I shuffled and divided my dataset into several parts. After training first subset of data I noticed loss spike at the very beginning of next subset. This is not expected since subsets do not vary much from each other. Loss spikes occur every time after loading next subset of data. Image below.
When I downscaled my training to dummy size, problem still occured. Merging all subsets into one big train set caused loss to go down smoothly without any problem. Also when I loaded the same subset for second time loss did not rise. This suggests there is something wrong with lightning checkpoint. I load my dataset as follows:
def load_dataset(file):
src_file = file.replace("_", "src")
tgt_file = file.replace("_", "tgt")
src = torch.load(src_file)
tgt = torch.load(tgt_file)
ds = DummyDataset(src, tgt)
return ds
class TranslatorDataLoader(LightningDataModule):
def __init__(self, train_dataset, dev_dataset, batch_size, num_workers=2):
super().__init__()
self.train_dataset = train_dataset
self.dev_dataset = dev_dataset
self.batch_size = batch_size
self.num_workers = num_workers
def train_dataloader(self):
return DataLoader(
self.train_dataset,
batch_size = self.batch_size,
num_workers = self.num_workers,
pin_memory = True,
shuffle = True,
)
def val_dataloader(self):
return DataLoader(
self.dev_dataset,
batch_size = self.batch_size,
num_workers = self.num_workers,
pin_memory = True,
shuffle = False,
)
Later during training I instantiate approprioate subset of data and resume training via:
trainer.fit(model, data_loader, ckpt_path=config["checkpoint"])
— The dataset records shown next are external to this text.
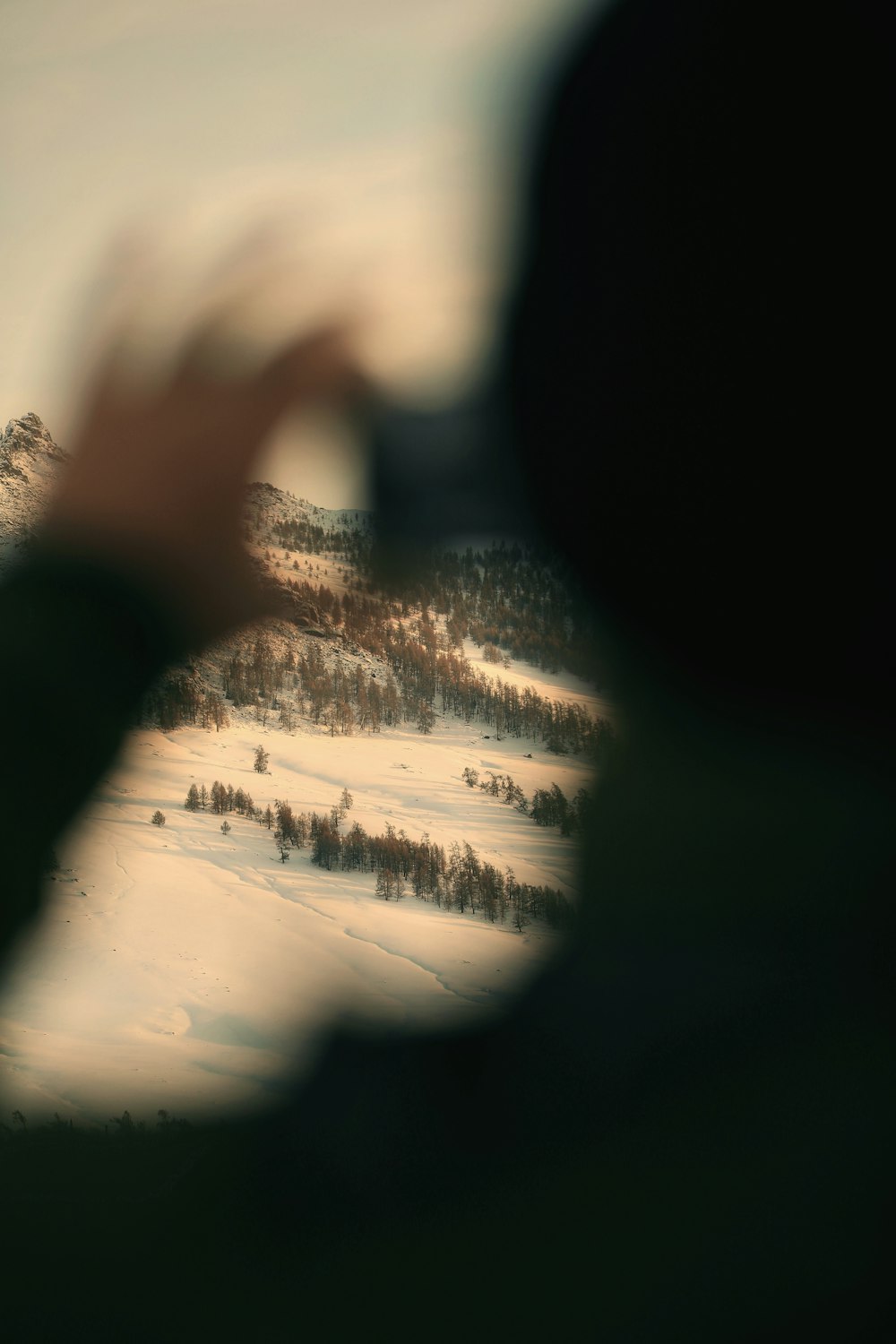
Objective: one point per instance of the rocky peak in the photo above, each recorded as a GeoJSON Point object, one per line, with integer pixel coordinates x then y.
{"type": "Point", "coordinates": [30, 462]}
{"type": "Point", "coordinates": [26, 443]}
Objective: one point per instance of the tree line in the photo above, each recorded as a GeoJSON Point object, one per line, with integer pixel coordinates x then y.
{"type": "Point", "coordinates": [452, 879]}
{"type": "Point", "coordinates": [547, 806]}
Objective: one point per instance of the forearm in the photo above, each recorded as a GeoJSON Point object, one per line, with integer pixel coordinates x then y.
{"type": "Point", "coordinates": [80, 648]}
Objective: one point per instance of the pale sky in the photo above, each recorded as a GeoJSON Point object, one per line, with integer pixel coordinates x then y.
{"type": "Point", "coordinates": [384, 147]}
My model checkpoint callback looks as follows:
checkpoint_callback = ModelCheckpoint(
dirpath = checkpoint_dir,
filename = "{epoch:02d}-{train_loss:.4f}-{dev_loss:.4f}",
save_top_k = config["save_top_k"],
)
I investigated optimizer state and learning rate schedulers but when plotting them to Tensorboard they revealed nothing suspicious. I am training using Google Colab with both torch and lightning 2.0.1. Does any one know where the problem may be?